Extract File Node
The Extract File node reads a file received as fileRef and returns text or structured data according to the selected extraction type.
Overview
| Property | Value |
|---|
| Type | file-extract |
| Category | Files |
| Color | 🟤 Gold (#C89F65) |
| Input | in |
| Output | out |
When to Use
Use this node when the flow needs to:
- read TXT or Markdown as text;
- validate or reuse JSON content;
- transform CSV into structured rows;
- read Excel spreadsheets;
- extract text from PDF;
- use OCR as fallback when the PDF is image-based.
Configuration
| Field | Type | Description |
|---|
| File | fileRef | Input file |
| Extraction type | selection | TXT, JSON, CSV, Excel, or PDF |
The following fields change according to the extraction type.
TXT
| Field | Description |
|---|
| Encoding | Encoding used to read the text, such as utf8 |
JSON
| Field | Description |
|---|
| Encoding | Encoding used to read the file |
The content must be valid JSON.
CSV
| Field | Description |
|---|
| Delimiter | Column separator, such as , or ; |
| Has header | Uses the first line as column names |
| Encoding | File encoding |
Excel
| Field | Description |
|---|
| Sheet name | Sheet to read. If empty, uses the first sheet |
| Header row | Row used as header |
PDF
| Field | Description |
|---|
| Page range | Pages to extract, such as 1-3,5 |
| OCR | Enables OCR fallback for image-based PDFs |
| OCR languages | OCR languages, such as por+eng+spa |
| OCR scale | Scale used when rendering before OCR |
OCR in PDF
When the PDF has real text, QANode tries to extract it directly. If the PDF appears to be image-based, OCR can be used automatically as fallback.
Use OCR for:
- scanned PDFs;
- payslips and receipts as images;
- scanned documents;
- files without a text layer.
Common languages:
| Value | Languages |
|---|
por | Portuguese |
eng | English |
spa | Spanish |
por+eng+spa | Portuguese, English, and Spanish |
Outputs
Outputs depend on the selected type.
TXT
| Output | Type | Description |
|---|
text | string | Extracted text |
JSON
| Output | Type | Description |
|---|
json | any | Parsed JSON |
text | string | Original text |
CSV and Excel
| Output | Type | Description |
|---|
rows | array | Extracted rows |
columns | array | Detected columns |
rowCount | number | Number of rows |
sheets | array | Sheets found, for Excel |
PDF
| Output | Type | Description |
|---|
text | string | Extracted text |
pages | array | Text by page |
pageCount | number | Number of processed pages |
Examples
Extract CSV
File: {{ steps["file-generate"].outputs.fileRef }}
Extraction type: CSV
Delimiter: ,
Has header: true
Later use:
{{ steps["file-extract"].outputs.rows[0].email }}
{{ steps["file-extract"].outputs.rowCount }}
Extract PDF text
File: {{ steps["http-request"].outputs.fileRef }}
Extraction type: PDF
Page range: 1-2
OCR: true
OCR languages: por+eng+spa
Type Validation
The node validates whether the file is compatible with the extraction type.
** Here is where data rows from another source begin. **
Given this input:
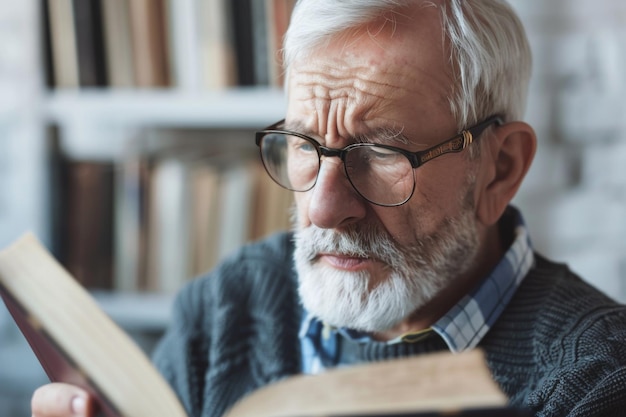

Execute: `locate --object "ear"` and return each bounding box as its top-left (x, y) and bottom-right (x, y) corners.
top-left (475, 122), bottom-right (537, 226)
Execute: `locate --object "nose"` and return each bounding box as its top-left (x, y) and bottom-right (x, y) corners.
top-left (308, 158), bottom-right (367, 229)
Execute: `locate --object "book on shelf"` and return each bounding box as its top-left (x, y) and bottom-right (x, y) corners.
top-left (42, 0), bottom-right (295, 92)
top-left (0, 234), bottom-right (186, 417)
top-left (0, 234), bottom-right (526, 417)
top-left (45, 0), bottom-right (80, 88)
top-left (108, 129), bottom-right (292, 293)
top-left (72, 0), bottom-right (108, 87)
top-left (129, 0), bottom-right (170, 87)
top-left (54, 158), bottom-right (114, 289)
top-left (101, 0), bottom-right (135, 87)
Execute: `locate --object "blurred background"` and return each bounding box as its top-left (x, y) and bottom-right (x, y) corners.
top-left (0, 0), bottom-right (626, 417)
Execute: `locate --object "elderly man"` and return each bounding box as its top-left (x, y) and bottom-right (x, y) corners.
top-left (33, 0), bottom-right (626, 417)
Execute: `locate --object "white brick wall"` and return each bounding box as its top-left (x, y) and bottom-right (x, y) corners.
top-left (510, 0), bottom-right (626, 301)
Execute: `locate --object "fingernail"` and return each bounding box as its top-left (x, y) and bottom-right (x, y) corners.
top-left (72, 397), bottom-right (87, 416)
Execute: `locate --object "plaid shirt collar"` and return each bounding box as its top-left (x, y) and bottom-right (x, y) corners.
top-left (300, 206), bottom-right (534, 373)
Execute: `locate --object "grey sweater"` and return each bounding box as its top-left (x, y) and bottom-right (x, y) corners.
top-left (154, 234), bottom-right (626, 417)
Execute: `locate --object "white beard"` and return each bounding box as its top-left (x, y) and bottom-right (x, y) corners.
top-left (294, 202), bottom-right (478, 332)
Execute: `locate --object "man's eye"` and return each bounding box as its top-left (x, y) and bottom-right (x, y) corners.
top-left (289, 136), bottom-right (316, 153)
top-left (368, 146), bottom-right (399, 160)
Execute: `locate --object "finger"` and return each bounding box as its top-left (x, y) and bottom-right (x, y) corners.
top-left (31, 383), bottom-right (92, 417)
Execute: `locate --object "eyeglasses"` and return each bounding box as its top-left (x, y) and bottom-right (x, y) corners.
top-left (256, 116), bottom-right (503, 207)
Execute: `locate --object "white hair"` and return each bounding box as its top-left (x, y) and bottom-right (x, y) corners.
top-left (283, 0), bottom-right (531, 130)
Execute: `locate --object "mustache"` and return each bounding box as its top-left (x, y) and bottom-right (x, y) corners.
top-left (294, 225), bottom-right (398, 264)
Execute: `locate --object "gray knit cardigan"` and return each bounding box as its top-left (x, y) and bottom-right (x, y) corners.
top-left (154, 234), bottom-right (626, 417)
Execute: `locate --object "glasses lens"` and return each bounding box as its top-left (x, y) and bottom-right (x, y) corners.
top-left (261, 133), bottom-right (320, 191)
top-left (345, 146), bottom-right (415, 206)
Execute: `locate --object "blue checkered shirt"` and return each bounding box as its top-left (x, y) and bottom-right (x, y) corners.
top-left (300, 207), bottom-right (534, 373)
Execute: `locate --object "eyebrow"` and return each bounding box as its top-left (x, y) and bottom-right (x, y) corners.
top-left (283, 121), bottom-right (411, 145)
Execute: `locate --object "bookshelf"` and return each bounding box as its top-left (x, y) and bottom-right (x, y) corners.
top-left (0, 0), bottom-right (293, 417)
top-left (41, 0), bottom-right (295, 294)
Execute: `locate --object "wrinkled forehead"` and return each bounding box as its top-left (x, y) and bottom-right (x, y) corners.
top-left (287, 2), bottom-right (452, 143)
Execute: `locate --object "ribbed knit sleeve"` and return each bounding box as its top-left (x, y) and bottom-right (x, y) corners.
top-left (149, 234), bottom-right (301, 417)
top-left (482, 256), bottom-right (626, 417)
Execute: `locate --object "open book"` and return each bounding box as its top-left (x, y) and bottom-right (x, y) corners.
top-left (226, 350), bottom-right (529, 417)
top-left (0, 235), bottom-right (525, 417)
top-left (0, 234), bottom-right (187, 417)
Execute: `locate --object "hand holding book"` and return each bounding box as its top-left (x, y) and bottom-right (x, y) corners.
top-left (0, 235), bottom-right (525, 417)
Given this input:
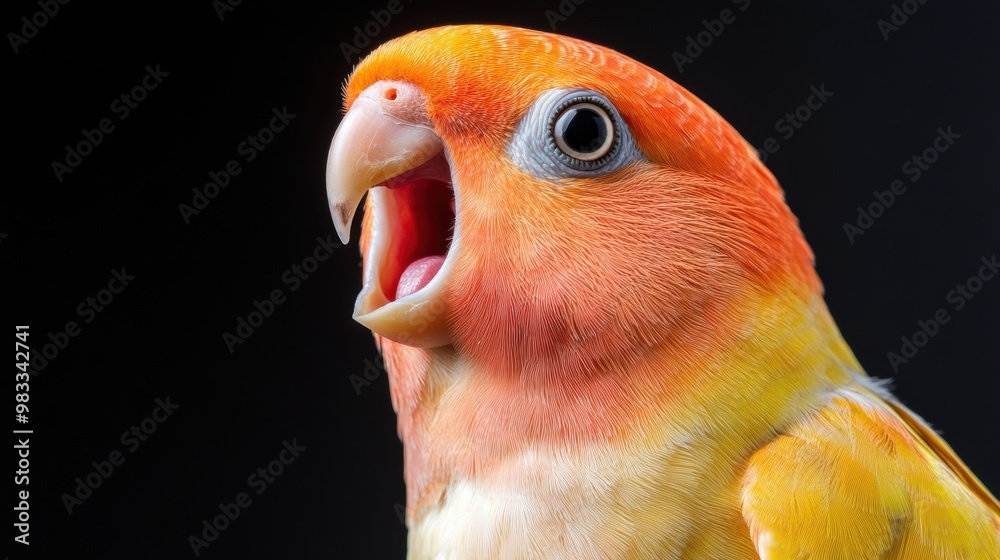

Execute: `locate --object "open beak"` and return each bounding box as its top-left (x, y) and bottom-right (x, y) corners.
top-left (326, 81), bottom-right (457, 348)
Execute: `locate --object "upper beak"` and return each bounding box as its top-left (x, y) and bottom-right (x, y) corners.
top-left (326, 81), bottom-right (451, 347)
top-left (326, 91), bottom-right (442, 245)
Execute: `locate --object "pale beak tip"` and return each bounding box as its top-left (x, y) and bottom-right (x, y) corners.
top-left (330, 200), bottom-right (357, 245)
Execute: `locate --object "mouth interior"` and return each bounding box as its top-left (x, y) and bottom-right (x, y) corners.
top-left (379, 152), bottom-right (455, 301)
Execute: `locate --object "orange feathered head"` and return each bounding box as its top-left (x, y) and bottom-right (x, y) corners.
top-left (328, 25), bottom-right (819, 374)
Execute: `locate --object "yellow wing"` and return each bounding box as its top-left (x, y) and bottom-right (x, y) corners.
top-left (742, 389), bottom-right (1000, 560)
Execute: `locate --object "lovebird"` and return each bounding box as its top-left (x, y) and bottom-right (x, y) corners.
top-left (326, 25), bottom-right (1000, 560)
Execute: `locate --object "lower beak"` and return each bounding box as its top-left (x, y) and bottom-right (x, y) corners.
top-left (326, 82), bottom-right (451, 348)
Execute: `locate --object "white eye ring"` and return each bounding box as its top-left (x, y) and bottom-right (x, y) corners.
top-left (551, 98), bottom-right (617, 166)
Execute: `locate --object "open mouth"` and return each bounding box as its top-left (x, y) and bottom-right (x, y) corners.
top-left (374, 151), bottom-right (455, 304)
top-left (326, 80), bottom-right (461, 348)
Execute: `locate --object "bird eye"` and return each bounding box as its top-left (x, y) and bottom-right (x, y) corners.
top-left (550, 96), bottom-right (618, 169)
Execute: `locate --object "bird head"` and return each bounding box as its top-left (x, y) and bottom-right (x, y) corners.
top-left (327, 25), bottom-right (820, 376)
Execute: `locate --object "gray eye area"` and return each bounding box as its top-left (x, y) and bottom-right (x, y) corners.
top-left (552, 102), bottom-right (614, 161)
top-left (507, 88), bottom-right (645, 179)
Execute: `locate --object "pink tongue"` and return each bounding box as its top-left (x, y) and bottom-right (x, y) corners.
top-left (396, 255), bottom-right (444, 299)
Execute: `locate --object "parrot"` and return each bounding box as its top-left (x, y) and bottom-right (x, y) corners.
top-left (326, 24), bottom-right (1000, 560)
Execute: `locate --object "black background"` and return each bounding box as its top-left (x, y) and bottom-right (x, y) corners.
top-left (0, 0), bottom-right (1000, 558)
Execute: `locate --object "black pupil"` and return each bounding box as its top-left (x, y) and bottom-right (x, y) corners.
top-left (556, 107), bottom-right (608, 154)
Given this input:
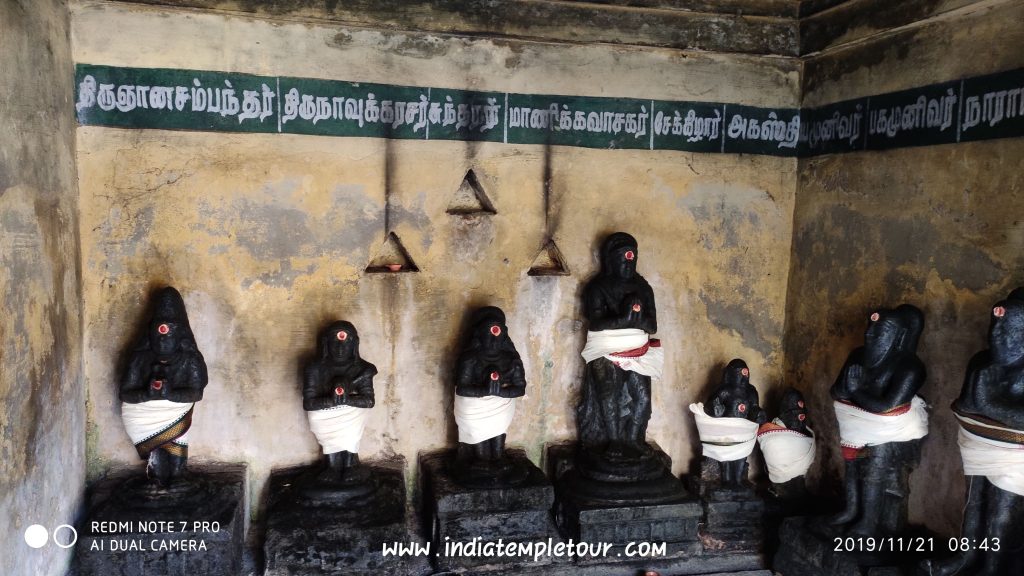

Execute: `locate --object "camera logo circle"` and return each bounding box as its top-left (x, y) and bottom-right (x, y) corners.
top-left (25, 524), bottom-right (78, 548)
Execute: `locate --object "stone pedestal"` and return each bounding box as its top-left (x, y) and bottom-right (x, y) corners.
top-left (263, 459), bottom-right (430, 576)
top-left (691, 457), bottom-right (765, 553)
top-left (548, 443), bottom-right (745, 574)
top-left (772, 517), bottom-right (945, 576)
top-left (420, 449), bottom-right (566, 574)
top-left (75, 463), bottom-right (246, 576)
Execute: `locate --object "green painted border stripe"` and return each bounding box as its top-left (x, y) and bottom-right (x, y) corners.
top-left (75, 64), bottom-right (1024, 157)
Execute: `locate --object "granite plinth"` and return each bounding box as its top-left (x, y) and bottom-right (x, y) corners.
top-left (420, 449), bottom-right (566, 574)
top-left (688, 456), bottom-right (766, 553)
top-left (263, 459), bottom-right (430, 576)
top-left (548, 444), bottom-right (702, 563)
top-left (75, 464), bottom-right (246, 576)
top-left (772, 517), bottom-right (934, 576)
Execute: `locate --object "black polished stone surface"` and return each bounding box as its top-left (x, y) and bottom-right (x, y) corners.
top-left (420, 449), bottom-right (568, 574)
top-left (263, 459), bottom-right (431, 576)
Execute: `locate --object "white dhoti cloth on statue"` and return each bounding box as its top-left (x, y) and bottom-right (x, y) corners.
top-left (306, 406), bottom-right (370, 454)
top-left (455, 395), bottom-right (515, 444)
top-left (956, 414), bottom-right (1024, 496)
top-left (581, 328), bottom-right (665, 378)
top-left (833, 396), bottom-right (928, 450)
top-left (121, 400), bottom-right (195, 458)
top-left (690, 402), bottom-right (758, 462)
top-left (758, 418), bottom-right (814, 484)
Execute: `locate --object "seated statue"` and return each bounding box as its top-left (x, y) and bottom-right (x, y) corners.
top-left (758, 388), bottom-right (815, 498)
top-left (455, 306), bottom-right (526, 483)
top-left (577, 232), bottom-right (665, 463)
top-left (302, 321), bottom-right (377, 484)
top-left (119, 287), bottom-right (208, 489)
top-left (922, 288), bottom-right (1024, 576)
top-left (690, 358), bottom-right (766, 488)
top-left (830, 304), bottom-right (928, 537)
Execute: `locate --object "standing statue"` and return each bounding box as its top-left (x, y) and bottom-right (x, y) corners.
top-left (758, 388), bottom-right (815, 495)
top-left (830, 304), bottom-right (928, 537)
top-left (922, 288), bottom-right (1024, 576)
top-left (119, 287), bottom-right (208, 488)
top-left (577, 232), bottom-right (665, 459)
top-left (302, 321), bottom-right (377, 483)
top-left (455, 306), bottom-right (526, 482)
top-left (690, 358), bottom-right (767, 488)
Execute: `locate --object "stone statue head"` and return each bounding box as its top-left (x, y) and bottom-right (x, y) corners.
top-left (778, 387), bottom-right (810, 433)
top-left (988, 288), bottom-right (1024, 366)
top-left (142, 286), bottom-right (197, 357)
top-left (466, 306), bottom-right (515, 352)
top-left (316, 320), bottom-right (359, 363)
top-left (722, 358), bottom-right (751, 388)
top-left (864, 304), bottom-right (925, 366)
top-left (601, 232), bottom-right (639, 280)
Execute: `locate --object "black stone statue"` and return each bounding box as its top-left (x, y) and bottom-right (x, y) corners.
top-left (454, 306), bottom-right (526, 484)
top-left (302, 321), bottom-right (377, 483)
top-left (830, 304), bottom-right (928, 537)
top-left (758, 387), bottom-right (815, 507)
top-left (119, 287), bottom-right (208, 488)
top-left (705, 358), bottom-right (767, 488)
top-left (560, 232), bottom-right (685, 504)
top-left (922, 288), bottom-right (1024, 576)
top-left (577, 232), bottom-right (657, 458)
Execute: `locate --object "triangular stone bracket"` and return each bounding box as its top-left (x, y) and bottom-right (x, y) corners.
top-left (445, 168), bottom-right (498, 216)
top-left (526, 240), bottom-right (569, 276)
top-left (367, 232), bottom-right (420, 274)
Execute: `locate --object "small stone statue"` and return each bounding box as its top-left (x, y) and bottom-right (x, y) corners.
top-left (758, 388), bottom-right (815, 497)
top-left (690, 358), bottom-right (766, 488)
top-left (302, 321), bottom-right (377, 483)
top-left (577, 232), bottom-right (665, 460)
top-left (922, 288), bottom-right (1024, 576)
top-left (830, 304), bottom-right (928, 537)
top-left (455, 306), bottom-right (526, 483)
top-left (119, 287), bottom-right (208, 489)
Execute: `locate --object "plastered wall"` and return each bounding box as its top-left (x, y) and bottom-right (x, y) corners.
top-left (0, 1), bottom-right (85, 575)
top-left (785, 1), bottom-right (1024, 534)
top-left (73, 2), bottom-right (799, 528)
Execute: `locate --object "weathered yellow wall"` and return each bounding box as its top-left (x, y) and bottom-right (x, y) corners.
top-left (785, 0), bottom-right (1024, 534)
top-left (73, 3), bottom-right (799, 524)
top-left (0, 0), bottom-right (85, 575)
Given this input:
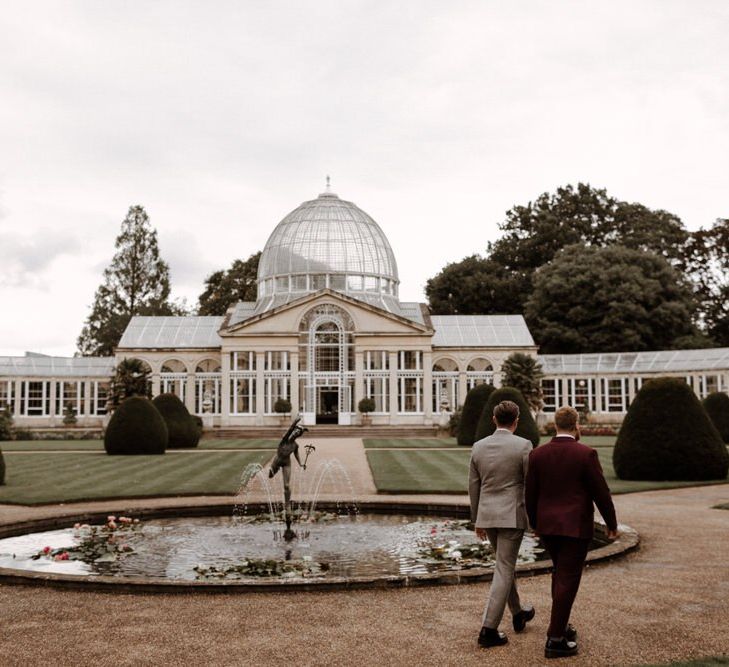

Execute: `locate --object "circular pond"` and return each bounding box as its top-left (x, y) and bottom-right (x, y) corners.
top-left (0, 503), bottom-right (637, 590)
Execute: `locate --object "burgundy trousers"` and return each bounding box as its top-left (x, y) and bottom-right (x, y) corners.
top-left (540, 535), bottom-right (590, 638)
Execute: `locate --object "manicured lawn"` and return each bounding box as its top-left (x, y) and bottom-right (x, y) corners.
top-left (0, 438), bottom-right (278, 452)
top-left (0, 451), bottom-right (272, 504)
top-left (362, 438), bottom-right (458, 449)
top-left (367, 447), bottom-right (471, 493)
top-left (367, 436), bottom-right (723, 493)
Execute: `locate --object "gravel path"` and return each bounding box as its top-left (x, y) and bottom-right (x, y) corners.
top-left (0, 441), bottom-right (729, 667)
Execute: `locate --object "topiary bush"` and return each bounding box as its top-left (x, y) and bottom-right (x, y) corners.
top-left (613, 378), bottom-right (729, 481)
top-left (104, 396), bottom-right (168, 454)
top-left (476, 387), bottom-right (539, 447)
top-left (703, 391), bottom-right (729, 443)
top-left (456, 384), bottom-right (496, 447)
top-left (152, 394), bottom-right (200, 449)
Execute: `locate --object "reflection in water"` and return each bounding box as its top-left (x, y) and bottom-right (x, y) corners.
top-left (0, 514), bottom-right (544, 580)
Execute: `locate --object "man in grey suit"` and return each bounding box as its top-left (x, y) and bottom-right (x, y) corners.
top-left (468, 401), bottom-right (534, 648)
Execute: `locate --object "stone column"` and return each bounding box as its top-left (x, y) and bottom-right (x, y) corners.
top-left (458, 368), bottom-right (468, 407)
top-left (256, 352), bottom-right (266, 424)
top-left (354, 350), bottom-right (364, 420)
top-left (389, 352), bottom-right (400, 424)
top-left (12, 380), bottom-right (23, 417)
top-left (84, 380), bottom-right (94, 419)
top-left (220, 351), bottom-right (230, 426)
top-left (185, 373), bottom-right (197, 415)
top-left (289, 350), bottom-right (301, 417)
top-left (423, 350), bottom-right (432, 424)
top-left (592, 376), bottom-right (605, 413)
top-left (152, 373), bottom-right (162, 398)
top-left (48, 380), bottom-right (57, 426)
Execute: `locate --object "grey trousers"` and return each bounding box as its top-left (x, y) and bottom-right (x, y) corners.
top-left (483, 528), bottom-right (524, 630)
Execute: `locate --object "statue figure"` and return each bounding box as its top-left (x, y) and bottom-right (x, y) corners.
top-left (268, 417), bottom-right (315, 540)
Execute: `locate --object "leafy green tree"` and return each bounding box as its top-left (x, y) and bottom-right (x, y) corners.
top-left (501, 352), bottom-right (544, 412)
top-left (683, 218), bottom-right (729, 347)
top-left (425, 255), bottom-right (529, 315)
top-left (475, 387), bottom-right (539, 447)
top-left (524, 245), bottom-right (696, 353)
top-left (78, 206), bottom-right (184, 356)
top-left (456, 383), bottom-right (496, 447)
top-left (198, 252), bottom-right (261, 315)
top-left (425, 183), bottom-right (688, 315)
top-left (613, 378), bottom-right (729, 481)
top-left (107, 359), bottom-right (152, 410)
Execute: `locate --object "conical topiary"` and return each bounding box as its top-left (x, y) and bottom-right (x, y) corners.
top-left (613, 378), bottom-right (729, 481)
top-left (104, 396), bottom-right (167, 454)
top-left (456, 384), bottom-right (496, 447)
top-left (152, 394), bottom-right (200, 449)
top-left (703, 391), bottom-right (729, 443)
top-left (476, 387), bottom-right (539, 447)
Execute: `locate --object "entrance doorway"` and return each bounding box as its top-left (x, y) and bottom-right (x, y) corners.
top-left (316, 387), bottom-right (339, 424)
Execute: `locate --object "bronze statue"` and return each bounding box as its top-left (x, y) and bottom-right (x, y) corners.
top-left (268, 417), bottom-right (315, 540)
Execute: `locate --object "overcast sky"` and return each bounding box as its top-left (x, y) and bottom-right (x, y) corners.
top-left (0, 0), bottom-right (729, 355)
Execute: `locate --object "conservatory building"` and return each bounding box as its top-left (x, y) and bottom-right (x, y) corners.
top-left (0, 188), bottom-right (729, 428)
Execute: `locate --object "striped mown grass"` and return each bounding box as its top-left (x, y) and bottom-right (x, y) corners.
top-left (362, 438), bottom-right (458, 449)
top-left (0, 438), bottom-right (278, 452)
top-left (367, 445), bottom-right (726, 493)
top-left (0, 450), bottom-right (272, 505)
top-left (367, 448), bottom-right (471, 493)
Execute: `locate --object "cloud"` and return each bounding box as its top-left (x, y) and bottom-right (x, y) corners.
top-left (0, 229), bottom-right (83, 288)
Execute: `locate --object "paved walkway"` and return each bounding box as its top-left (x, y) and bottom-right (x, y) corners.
top-left (0, 440), bottom-right (729, 667)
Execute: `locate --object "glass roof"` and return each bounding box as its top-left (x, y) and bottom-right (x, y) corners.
top-left (119, 316), bottom-right (224, 349)
top-left (539, 347), bottom-right (729, 375)
top-left (258, 192), bottom-right (398, 282)
top-left (430, 315), bottom-right (534, 347)
top-left (0, 352), bottom-right (114, 378)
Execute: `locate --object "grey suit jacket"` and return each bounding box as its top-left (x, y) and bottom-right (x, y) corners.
top-left (468, 430), bottom-right (532, 529)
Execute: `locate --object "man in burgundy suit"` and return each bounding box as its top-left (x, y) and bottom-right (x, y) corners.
top-left (525, 407), bottom-right (618, 658)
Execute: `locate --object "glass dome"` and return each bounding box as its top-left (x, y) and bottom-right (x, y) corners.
top-left (256, 185), bottom-right (400, 312)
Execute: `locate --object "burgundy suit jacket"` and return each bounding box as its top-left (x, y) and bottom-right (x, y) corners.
top-left (525, 436), bottom-right (618, 539)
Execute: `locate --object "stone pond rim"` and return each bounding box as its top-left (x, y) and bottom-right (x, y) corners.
top-left (0, 501), bottom-right (640, 594)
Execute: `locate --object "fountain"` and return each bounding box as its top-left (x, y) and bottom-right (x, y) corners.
top-left (0, 419), bottom-right (638, 591)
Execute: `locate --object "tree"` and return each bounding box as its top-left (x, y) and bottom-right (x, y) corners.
top-left (501, 352), bottom-right (544, 412)
top-left (107, 359), bottom-right (152, 410)
top-left (425, 255), bottom-right (530, 315)
top-left (426, 183), bottom-right (688, 315)
top-left (613, 378), bottom-right (729, 481)
top-left (475, 387), bottom-right (539, 447)
top-left (77, 206), bottom-right (184, 356)
top-left (524, 245), bottom-right (696, 354)
top-left (682, 218), bottom-right (729, 346)
top-left (198, 252), bottom-right (261, 315)
top-left (456, 383), bottom-right (496, 447)
top-left (701, 391), bottom-right (729, 444)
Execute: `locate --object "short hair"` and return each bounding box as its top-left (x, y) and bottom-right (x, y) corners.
top-left (554, 405), bottom-right (580, 431)
top-left (494, 401), bottom-right (519, 426)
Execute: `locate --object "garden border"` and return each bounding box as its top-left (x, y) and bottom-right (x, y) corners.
top-left (0, 501), bottom-right (640, 594)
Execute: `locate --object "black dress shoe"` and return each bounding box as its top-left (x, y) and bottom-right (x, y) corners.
top-left (512, 607), bottom-right (536, 632)
top-left (478, 627), bottom-right (509, 648)
top-left (544, 637), bottom-right (577, 658)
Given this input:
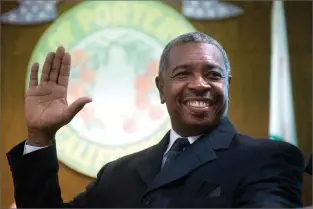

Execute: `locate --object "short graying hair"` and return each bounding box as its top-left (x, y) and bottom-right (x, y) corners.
top-left (159, 32), bottom-right (230, 74)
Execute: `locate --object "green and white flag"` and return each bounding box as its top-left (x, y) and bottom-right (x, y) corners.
top-left (269, 0), bottom-right (297, 145)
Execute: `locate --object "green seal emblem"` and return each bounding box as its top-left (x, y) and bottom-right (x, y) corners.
top-left (26, 1), bottom-right (195, 177)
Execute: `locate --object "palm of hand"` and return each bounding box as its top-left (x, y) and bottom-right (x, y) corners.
top-left (25, 83), bottom-right (68, 132)
top-left (25, 47), bottom-right (91, 134)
If the file is not supported, the field turns red in the panel and execution fails with a clear message, for example:
Unsupported file: spreadsheet.xlsx
Tips
- Choose the extraction type according to the real file content.
- For scanned PDFs, enable OCR; for PDFs with real text, leave OCR as fallback.
- For CSV with
;, change the delimiter before running.
- Use
rows to feed loops, components, file generation, or validations.